Banyak badan legislatif negara bagian telah mengeluarkan pembatasan terhadap penyedia layanan aborsi, misalnya 13 negara bagian mengharuskan penyedia layanan aborsi memiliki hak istimewa untuk diterima di rumah sakit, dengan tujuan untuk menjadikan prosedur tersebut lebih aman bagi perempuan.
Dokter dan klinik yang tidak dapat memperoleh hak masuk terpaksa berhenti memberikan layanan.

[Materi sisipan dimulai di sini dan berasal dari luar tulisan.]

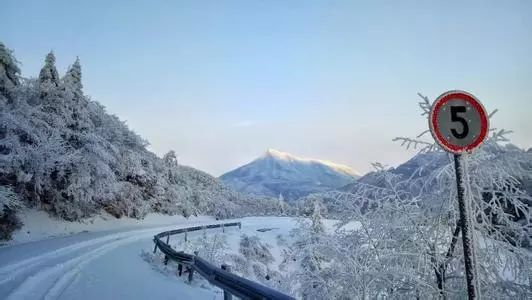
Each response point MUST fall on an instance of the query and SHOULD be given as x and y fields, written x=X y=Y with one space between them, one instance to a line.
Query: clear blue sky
x=222 y=81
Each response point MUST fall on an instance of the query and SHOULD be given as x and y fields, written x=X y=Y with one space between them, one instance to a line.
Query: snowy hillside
x=277 y=173
x=61 y=152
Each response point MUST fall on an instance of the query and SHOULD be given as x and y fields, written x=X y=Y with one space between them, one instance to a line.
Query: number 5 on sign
x=458 y=122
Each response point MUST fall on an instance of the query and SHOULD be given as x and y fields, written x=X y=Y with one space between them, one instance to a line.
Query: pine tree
x=75 y=102
x=9 y=71
x=48 y=77
x=72 y=79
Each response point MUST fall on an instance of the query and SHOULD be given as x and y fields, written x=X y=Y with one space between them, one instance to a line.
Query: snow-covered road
x=99 y=265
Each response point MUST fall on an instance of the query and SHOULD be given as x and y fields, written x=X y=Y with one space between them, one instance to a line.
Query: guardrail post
x=190 y=273
x=227 y=295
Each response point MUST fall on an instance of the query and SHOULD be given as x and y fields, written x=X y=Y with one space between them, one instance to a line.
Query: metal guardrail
x=231 y=284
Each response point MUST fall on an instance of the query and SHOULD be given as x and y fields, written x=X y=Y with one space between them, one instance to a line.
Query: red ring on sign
x=433 y=117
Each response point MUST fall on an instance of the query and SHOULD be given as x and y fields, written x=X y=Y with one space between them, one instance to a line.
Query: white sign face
x=458 y=122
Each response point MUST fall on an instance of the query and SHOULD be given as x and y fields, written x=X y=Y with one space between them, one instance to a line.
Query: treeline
x=62 y=152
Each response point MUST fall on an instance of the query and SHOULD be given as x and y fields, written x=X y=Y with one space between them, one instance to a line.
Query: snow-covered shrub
x=9 y=205
x=62 y=152
x=254 y=250
x=407 y=243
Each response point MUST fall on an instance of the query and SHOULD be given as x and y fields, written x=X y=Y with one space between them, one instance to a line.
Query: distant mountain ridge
x=278 y=173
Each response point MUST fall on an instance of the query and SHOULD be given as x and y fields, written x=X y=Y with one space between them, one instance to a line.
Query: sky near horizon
x=222 y=81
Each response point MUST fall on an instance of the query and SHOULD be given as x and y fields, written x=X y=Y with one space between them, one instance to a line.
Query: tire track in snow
x=12 y=271
x=64 y=273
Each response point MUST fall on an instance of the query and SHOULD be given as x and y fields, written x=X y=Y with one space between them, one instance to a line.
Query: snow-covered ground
x=39 y=225
x=111 y=264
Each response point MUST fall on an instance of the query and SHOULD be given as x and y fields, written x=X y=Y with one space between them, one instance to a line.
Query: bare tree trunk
x=441 y=268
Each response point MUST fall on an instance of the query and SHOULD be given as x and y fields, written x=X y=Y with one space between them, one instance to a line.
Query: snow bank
x=40 y=225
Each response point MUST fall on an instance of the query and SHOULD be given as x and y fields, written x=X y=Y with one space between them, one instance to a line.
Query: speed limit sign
x=458 y=122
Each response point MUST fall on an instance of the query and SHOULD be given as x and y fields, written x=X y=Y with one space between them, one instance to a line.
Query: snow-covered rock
x=280 y=174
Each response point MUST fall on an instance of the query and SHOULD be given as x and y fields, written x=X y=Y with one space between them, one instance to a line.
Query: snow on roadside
x=40 y=225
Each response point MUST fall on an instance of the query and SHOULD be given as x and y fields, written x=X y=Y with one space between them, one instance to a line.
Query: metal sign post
x=459 y=123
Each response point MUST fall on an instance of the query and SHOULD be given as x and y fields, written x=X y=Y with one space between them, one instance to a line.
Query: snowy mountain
x=63 y=153
x=277 y=173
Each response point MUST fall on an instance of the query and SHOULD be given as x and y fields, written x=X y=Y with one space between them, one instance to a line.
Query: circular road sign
x=458 y=122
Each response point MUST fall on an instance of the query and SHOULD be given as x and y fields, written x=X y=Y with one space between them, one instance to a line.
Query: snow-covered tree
x=407 y=242
x=9 y=71
x=62 y=152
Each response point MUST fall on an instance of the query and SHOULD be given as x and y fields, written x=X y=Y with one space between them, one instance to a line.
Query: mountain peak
x=277 y=172
x=279 y=154
x=285 y=156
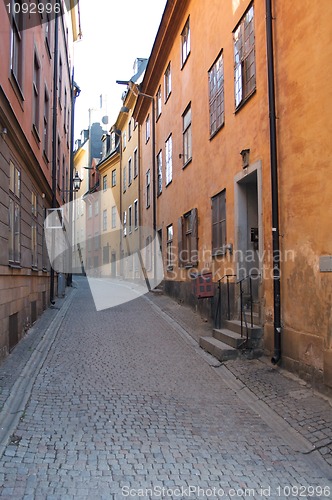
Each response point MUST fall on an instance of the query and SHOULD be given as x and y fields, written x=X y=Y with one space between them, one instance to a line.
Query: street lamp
x=76 y=182
x=136 y=91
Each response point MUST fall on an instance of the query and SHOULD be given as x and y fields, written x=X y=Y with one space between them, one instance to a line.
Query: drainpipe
x=274 y=185
x=75 y=92
x=54 y=138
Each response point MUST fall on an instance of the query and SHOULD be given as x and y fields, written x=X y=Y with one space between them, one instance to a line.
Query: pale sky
x=115 y=33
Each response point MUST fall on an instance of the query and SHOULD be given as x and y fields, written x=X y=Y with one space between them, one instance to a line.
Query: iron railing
x=240 y=283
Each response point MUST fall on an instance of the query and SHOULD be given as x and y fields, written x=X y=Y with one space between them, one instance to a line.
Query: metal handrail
x=227 y=276
x=242 y=313
x=249 y=276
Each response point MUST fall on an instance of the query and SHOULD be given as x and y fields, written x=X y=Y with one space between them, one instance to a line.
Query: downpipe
x=274 y=185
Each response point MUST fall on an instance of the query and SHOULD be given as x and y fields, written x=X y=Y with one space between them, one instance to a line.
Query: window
x=106 y=254
x=160 y=173
x=65 y=112
x=17 y=44
x=216 y=95
x=136 y=214
x=130 y=218
x=129 y=130
x=34 y=230
x=14 y=215
x=158 y=102
x=130 y=172
x=187 y=239
x=187 y=141
x=60 y=79
x=168 y=82
x=46 y=121
x=147 y=129
x=219 y=223
x=114 y=211
x=124 y=179
x=185 y=41
x=113 y=178
x=97 y=242
x=63 y=177
x=104 y=220
x=147 y=187
x=48 y=33
x=58 y=175
x=135 y=163
x=244 y=58
x=168 y=159
x=124 y=223
x=147 y=253
x=169 y=250
x=36 y=92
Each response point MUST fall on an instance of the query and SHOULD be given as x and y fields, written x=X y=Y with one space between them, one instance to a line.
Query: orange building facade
x=35 y=142
x=206 y=118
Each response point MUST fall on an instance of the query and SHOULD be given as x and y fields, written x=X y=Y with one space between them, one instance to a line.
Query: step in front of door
x=218 y=349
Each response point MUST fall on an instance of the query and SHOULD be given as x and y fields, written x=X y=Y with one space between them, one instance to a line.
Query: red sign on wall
x=203 y=286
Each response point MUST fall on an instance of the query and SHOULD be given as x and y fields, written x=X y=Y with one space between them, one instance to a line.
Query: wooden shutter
x=180 y=239
x=194 y=237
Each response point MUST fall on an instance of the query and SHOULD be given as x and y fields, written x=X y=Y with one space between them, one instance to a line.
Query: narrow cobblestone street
x=123 y=406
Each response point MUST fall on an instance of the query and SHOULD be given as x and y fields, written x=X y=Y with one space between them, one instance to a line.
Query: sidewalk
x=303 y=409
x=19 y=369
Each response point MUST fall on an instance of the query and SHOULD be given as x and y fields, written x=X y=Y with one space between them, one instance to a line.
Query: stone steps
x=227 y=342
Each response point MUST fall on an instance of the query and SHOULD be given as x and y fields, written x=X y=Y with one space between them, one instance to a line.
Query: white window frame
x=168 y=160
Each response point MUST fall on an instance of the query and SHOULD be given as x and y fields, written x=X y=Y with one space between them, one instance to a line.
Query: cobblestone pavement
x=123 y=406
x=293 y=399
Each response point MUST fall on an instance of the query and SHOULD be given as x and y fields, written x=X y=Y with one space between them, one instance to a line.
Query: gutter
x=274 y=185
x=54 y=137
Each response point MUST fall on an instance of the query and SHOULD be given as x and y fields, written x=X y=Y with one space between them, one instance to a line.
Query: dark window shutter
x=180 y=238
x=194 y=236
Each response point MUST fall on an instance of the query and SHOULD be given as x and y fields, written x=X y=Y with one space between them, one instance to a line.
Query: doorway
x=248 y=220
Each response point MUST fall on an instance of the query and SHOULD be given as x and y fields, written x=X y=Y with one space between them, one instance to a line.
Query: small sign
x=54 y=219
x=325 y=264
x=203 y=286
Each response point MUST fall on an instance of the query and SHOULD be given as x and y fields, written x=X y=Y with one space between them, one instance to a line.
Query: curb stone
x=13 y=407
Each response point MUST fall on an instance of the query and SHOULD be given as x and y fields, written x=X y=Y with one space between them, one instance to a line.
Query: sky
x=114 y=33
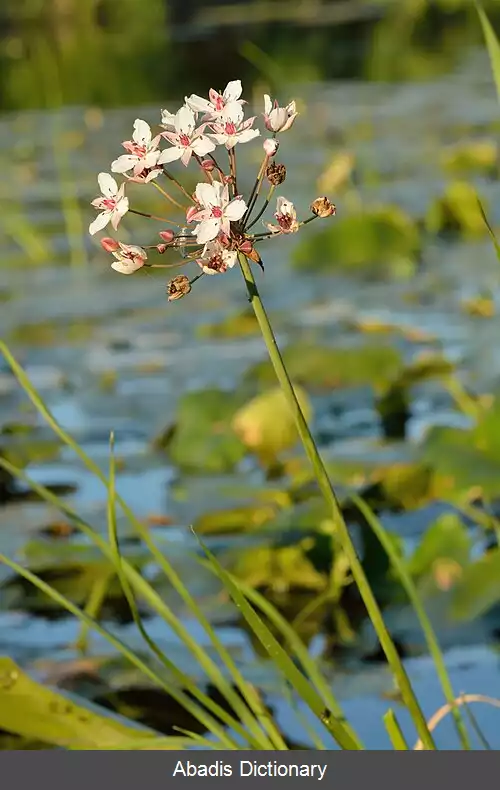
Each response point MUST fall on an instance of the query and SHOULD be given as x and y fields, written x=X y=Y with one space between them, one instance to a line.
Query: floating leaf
x=384 y=236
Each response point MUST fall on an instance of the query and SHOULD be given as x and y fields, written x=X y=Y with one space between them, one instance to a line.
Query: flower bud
x=166 y=235
x=178 y=287
x=110 y=245
x=192 y=210
x=276 y=174
x=323 y=207
x=270 y=146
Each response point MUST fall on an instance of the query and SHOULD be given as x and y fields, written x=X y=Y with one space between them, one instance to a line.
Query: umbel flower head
x=215 y=225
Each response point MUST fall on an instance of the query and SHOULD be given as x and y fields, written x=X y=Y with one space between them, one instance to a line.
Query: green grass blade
x=492 y=44
x=211 y=724
x=273 y=740
x=425 y=623
x=395 y=732
x=280 y=658
x=297 y=647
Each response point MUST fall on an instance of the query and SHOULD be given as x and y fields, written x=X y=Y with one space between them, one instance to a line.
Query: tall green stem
x=325 y=486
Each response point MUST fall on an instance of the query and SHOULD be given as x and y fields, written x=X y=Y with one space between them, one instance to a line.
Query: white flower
x=230 y=128
x=113 y=204
x=217 y=211
x=142 y=150
x=286 y=217
x=216 y=259
x=276 y=118
x=186 y=139
x=217 y=101
x=129 y=258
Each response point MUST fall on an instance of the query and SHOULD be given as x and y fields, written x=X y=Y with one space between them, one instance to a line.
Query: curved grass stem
x=326 y=489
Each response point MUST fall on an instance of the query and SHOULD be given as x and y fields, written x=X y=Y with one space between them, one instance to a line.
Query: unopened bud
x=276 y=174
x=192 y=210
x=166 y=235
x=270 y=146
x=323 y=207
x=110 y=245
x=178 y=287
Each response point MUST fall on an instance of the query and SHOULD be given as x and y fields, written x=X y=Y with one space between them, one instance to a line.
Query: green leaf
x=34 y=711
x=479 y=588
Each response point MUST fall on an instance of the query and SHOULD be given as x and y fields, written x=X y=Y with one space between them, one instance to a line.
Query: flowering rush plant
x=217 y=227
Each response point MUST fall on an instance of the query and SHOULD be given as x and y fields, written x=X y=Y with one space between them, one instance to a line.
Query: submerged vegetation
x=290 y=566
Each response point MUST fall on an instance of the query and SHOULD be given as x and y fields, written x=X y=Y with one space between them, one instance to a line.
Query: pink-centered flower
x=142 y=151
x=216 y=102
x=216 y=212
x=186 y=139
x=112 y=205
x=129 y=258
x=286 y=217
x=230 y=127
x=276 y=118
x=216 y=259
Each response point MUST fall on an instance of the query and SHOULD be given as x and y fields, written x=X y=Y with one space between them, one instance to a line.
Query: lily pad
x=457 y=211
x=479 y=588
x=202 y=438
x=266 y=425
x=383 y=236
x=320 y=367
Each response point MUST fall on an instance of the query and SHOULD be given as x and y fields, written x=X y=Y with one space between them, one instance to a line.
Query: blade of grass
x=296 y=646
x=492 y=44
x=425 y=623
x=211 y=669
x=280 y=658
x=211 y=724
x=230 y=721
x=395 y=732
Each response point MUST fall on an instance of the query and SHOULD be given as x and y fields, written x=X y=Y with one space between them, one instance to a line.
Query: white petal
x=100 y=222
x=142 y=132
x=126 y=267
x=235 y=210
x=233 y=90
x=170 y=155
x=202 y=145
x=207 y=230
x=107 y=184
x=185 y=121
x=198 y=104
x=124 y=163
x=206 y=196
x=247 y=135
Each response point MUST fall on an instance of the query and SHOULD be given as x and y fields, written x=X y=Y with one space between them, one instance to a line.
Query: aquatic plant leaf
x=34 y=711
x=479 y=588
x=202 y=438
x=384 y=237
x=320 y=367
x=266 y=424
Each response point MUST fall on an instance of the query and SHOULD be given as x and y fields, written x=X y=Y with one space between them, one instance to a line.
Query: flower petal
x=107 y=184
x=207 y=230
x=142 y=132
x=124 y=163
x=235 y=209
x=100 y=222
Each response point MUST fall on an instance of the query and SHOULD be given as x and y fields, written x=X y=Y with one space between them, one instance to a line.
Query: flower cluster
x=221 y=218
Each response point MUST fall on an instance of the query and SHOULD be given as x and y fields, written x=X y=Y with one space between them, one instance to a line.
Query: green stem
x=325 y=486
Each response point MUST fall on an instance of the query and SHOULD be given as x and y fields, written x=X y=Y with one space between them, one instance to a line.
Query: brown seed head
x=178 y=287
x=276 y=173
x=323 y=207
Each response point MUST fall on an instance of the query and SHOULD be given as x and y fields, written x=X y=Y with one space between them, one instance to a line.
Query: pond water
x=110 y=353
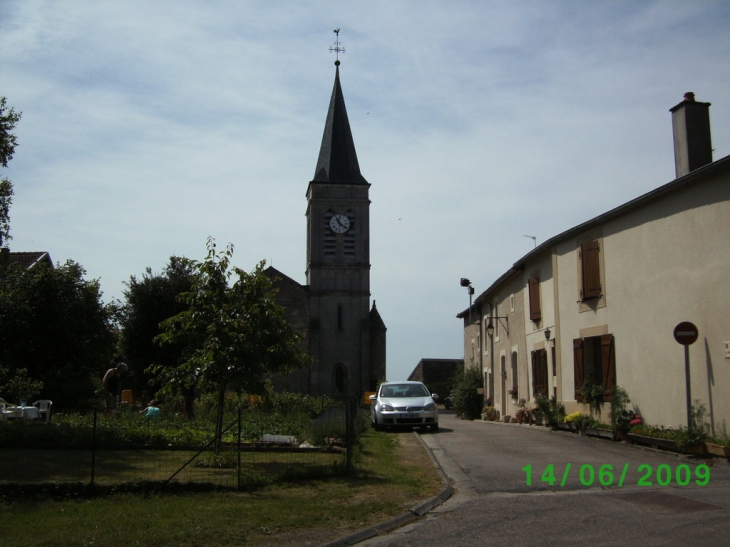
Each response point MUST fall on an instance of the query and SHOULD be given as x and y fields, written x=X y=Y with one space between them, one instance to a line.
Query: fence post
x=239 y=447
x=93 y=449
x=350 y=428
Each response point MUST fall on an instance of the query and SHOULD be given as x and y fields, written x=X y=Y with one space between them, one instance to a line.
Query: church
x=344 y=333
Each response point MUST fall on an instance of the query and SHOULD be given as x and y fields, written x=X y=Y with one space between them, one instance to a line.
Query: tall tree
x=54 y=325
x=8 y=119
x=150 y=300
x=238 y=331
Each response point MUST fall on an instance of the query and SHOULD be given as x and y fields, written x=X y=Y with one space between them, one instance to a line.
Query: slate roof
x=337 y=162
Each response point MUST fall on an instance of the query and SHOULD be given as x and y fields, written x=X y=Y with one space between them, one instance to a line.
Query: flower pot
x=718 y=450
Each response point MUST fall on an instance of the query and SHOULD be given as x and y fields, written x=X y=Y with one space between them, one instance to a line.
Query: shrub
x=552 y=410
x=466 y=399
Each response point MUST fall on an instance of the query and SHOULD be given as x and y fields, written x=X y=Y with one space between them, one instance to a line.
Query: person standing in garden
x=113 y=385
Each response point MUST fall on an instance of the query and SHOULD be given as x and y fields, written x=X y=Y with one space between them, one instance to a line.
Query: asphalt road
x=686 y=503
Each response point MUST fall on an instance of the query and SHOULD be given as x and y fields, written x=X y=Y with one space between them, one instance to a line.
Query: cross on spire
x=337 y=48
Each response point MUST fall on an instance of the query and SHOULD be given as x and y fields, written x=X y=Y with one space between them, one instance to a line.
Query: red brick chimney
x=692 y=140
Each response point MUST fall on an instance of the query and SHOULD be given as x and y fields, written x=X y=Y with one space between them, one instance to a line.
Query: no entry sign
x=685 y=333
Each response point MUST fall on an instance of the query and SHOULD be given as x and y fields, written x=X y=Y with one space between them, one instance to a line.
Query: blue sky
x=149 y=126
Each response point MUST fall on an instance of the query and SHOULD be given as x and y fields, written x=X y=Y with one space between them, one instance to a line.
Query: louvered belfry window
x=330 y=239
x=590 y=271
x=349 y=244
x=534 y=289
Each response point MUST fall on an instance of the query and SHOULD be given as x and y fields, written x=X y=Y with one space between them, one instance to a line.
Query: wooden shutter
x=533 y=285
x=578 y=367
x=539 y=373
x=590 y=270
x=608 y=365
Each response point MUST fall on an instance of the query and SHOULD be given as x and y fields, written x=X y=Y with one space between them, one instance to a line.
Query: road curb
x=415 y=513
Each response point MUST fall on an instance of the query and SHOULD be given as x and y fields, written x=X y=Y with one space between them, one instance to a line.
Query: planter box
x=602 y=433
x=718 y=450
x=654 y=442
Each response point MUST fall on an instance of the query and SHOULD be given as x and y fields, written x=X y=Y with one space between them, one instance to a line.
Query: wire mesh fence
x=256 y=447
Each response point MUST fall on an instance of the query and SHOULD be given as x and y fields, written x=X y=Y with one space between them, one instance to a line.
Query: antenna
x=337 y=48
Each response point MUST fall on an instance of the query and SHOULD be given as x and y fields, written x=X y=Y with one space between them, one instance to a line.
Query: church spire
x=337 y=162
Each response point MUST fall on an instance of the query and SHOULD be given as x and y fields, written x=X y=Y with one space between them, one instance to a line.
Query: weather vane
x=337 y=48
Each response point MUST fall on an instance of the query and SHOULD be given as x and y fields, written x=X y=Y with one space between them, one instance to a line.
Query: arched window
x=340 y=378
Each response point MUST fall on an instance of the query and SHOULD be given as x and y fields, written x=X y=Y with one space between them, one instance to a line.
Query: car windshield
x=404 y=390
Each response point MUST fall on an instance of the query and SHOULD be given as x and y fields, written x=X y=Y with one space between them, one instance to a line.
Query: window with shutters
x=330 y=239
x=533 y=286
x=349 y=237
x=594 y=361
x=590 y=268
x=539 y=373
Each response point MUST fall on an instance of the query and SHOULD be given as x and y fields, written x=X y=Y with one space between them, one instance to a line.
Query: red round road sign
x=685 y=333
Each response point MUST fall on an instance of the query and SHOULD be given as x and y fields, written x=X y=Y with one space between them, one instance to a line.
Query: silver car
x=404 y=404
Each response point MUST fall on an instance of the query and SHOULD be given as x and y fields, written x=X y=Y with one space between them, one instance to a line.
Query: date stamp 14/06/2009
x=605 y=475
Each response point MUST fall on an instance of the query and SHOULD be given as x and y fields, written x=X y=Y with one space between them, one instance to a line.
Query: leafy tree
x=54 y=325
x=8 y=119
x=150 y=300
x=235 y=334
x=464 y=395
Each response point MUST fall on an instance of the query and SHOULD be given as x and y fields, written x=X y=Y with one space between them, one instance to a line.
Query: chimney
x=692 y=140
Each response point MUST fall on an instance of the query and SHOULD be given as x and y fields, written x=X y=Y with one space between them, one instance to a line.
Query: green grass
x=393 y=472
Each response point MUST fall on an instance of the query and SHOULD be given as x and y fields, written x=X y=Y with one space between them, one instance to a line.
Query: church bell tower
x=346 y=335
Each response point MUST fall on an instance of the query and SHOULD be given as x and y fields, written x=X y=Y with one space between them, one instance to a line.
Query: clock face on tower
x=339 y=224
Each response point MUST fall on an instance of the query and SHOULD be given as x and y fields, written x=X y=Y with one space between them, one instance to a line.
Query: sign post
x=686 y=334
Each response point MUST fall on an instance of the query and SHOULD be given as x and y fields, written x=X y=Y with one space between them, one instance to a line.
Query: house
x=598 y=303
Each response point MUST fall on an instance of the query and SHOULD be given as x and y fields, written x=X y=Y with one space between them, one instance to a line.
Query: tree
x=235 y=334
x=54 y=325
x=8 y=119
x=149 y=301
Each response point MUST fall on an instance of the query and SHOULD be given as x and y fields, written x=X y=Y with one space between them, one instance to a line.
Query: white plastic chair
x=44 y=407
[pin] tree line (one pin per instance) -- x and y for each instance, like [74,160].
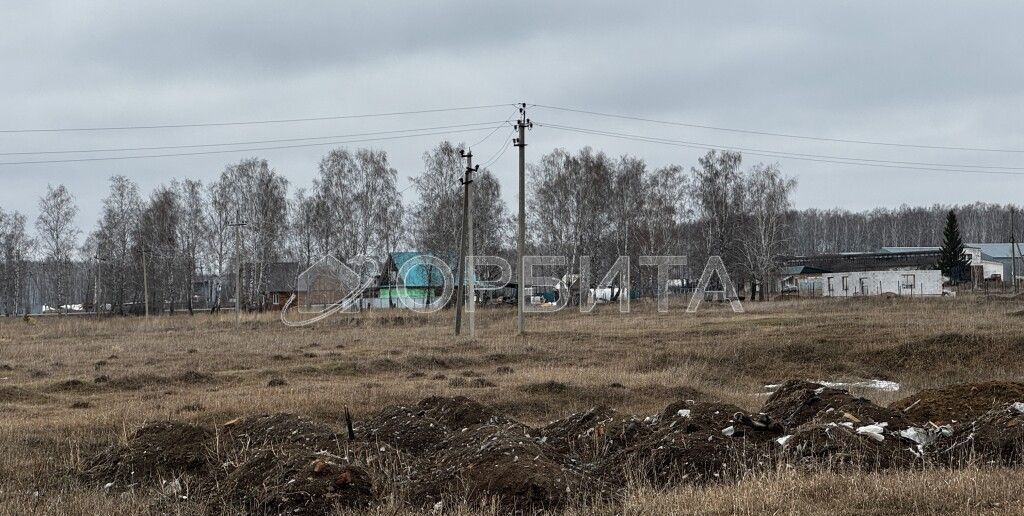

“Kurangnya penyedia layanan aborsi dapat menyebabkan keterlambatan dalam menerima layanan aborsi, meningkatnya penggunaan aborsi ilegal atau induksi mandiri, atau lebih banyak perempuan yang terpaksa menjalani kehamilan yang tidak diinginkan hingga cukup bulan,” kata Upadhyay, yang merupakan bagian dari lembaga think tank berbasis penelitian. tentang kebijakan kesehatan reproduksi berbasis bukti di Pusat Kesehatan Reproduksi Global UCSF Bixby.
“Semua ini memiliki risiko komplikasi yang lebih tinggi dibandingkan aborsi legal dini,” katanya.
Ketika dokter dilatih untuk melakukan prosedur ini dalam kondisi terkendali, maka tindakan ini sangat aman, kata Dr. Ian M. Bennett, profesor Kedokteran Keluarga dan Kesehatan Masyarakat di Rumah Sakit Universitas Pennsylvania di Philadelphia, yang bukan bagian dari studi baru ini.
“Ini setidaknya sepuluh kali lebih aman dibandingkan risiko melanjutkan kehamilan,” kata Bennett kepada Reuters Health melalui telepon. Seringkali undang-undang seperti mewajibkan hak istimewa untuk menerima aborsi dirancang untuk membatasi aborsi, dan tidak masuk akal mengingat praktik medis yang sebenarnya.
“Saya mengakui hak istimewa di rumah sakit saya, tetapi jika pasien saya mengalami komplikasi dan tinggal dekat dengan rumah sakit lain, dia akan pergi ke sana,” katanya. Bahkan jika dia kembali ke rumah sakit, kemungkinan besar dia bukan orang yang akan menerimanya, kata Bennett. “Itu tidak penting, sama sekali tidak relevan.”